'but people can't be deliverers just because they'd much rather, you know.'
'And isn't any one to come up the ladder bridge except just those two?'
'We don't know; that's just it. You know what prophecies are.'
'I'm afraid I don't—exactly.'
'So vague and mixed up, I mean. The one I'm telling you about goes something like this.

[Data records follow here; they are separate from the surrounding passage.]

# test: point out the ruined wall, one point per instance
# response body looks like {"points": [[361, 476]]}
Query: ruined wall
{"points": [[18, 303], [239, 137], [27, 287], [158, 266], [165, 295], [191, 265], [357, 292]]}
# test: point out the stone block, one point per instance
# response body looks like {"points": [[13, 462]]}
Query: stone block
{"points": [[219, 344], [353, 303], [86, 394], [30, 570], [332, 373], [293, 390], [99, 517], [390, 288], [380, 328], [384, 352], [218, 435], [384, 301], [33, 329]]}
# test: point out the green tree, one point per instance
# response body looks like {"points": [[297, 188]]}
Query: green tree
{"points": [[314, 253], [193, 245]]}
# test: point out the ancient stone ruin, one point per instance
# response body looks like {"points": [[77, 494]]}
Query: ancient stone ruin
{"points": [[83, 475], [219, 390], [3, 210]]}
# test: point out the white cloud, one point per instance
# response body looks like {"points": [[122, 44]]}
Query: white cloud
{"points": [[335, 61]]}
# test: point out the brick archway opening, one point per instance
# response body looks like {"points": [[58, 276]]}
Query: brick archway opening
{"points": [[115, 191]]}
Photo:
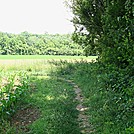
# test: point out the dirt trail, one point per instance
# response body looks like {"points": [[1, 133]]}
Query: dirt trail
{"points": [[84, 125]]}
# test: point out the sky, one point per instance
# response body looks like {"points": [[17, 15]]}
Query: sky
{"points": [[35, 16]]}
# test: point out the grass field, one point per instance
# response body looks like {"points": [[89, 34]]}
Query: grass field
{"points": [[44, 57]]}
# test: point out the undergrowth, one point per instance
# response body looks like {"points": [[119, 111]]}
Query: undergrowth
{"points": [[108, 93]]}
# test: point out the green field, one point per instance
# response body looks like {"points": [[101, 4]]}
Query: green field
{"points": [[44, 57]]}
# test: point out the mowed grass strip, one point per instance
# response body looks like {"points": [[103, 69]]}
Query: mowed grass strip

Who comes up the ladder stair?
Beware, beware,
Steely eyes and copper hair
Strife and grief and pain to bear
All come up the ladder stair.
You see we can't tell whether that means one person or a lot of people with steely eyes and copper hair.'
'My hair's just plain boy-colour,' said Philip; 'my sister says so, and my eyes are blue, I believe.'
'I can't see in this light;' the captain leaned his elbows on the table and looked earnestly in the boy's eyes. 'No, I can't see. The other prophecy goes:
From down and down and very far down
The king shall come to take his own;
He shall deliver the Magic town,
And all that he made shall be his own.
Beware, take care. Beware, prepare,
The king shall come by the ladder stair.
'How jolly,' said Philip; 'I love poetry. Do you know any more?'
'There are heaps of prophecies of course,' said the captain; 'the astrologers must do something to earn their pay. There's rather a nice one:
Every night when the bright stars blink
The guards shall turn out, and have a drink
As the clock strikes two.
And every night when no stars are seen
The guards shall drink in their own canteen
When the clock strikes two.
To-night there aren't any stars, so we have the drinks served here. It's less trouble than going across the square to the canteen, and the principle's the same. Principle is the great thing with a prophecy, my boy.'
'Yes,' said Philip. And then the far-away bell beat again. One, two. And outside was a light patter of feet.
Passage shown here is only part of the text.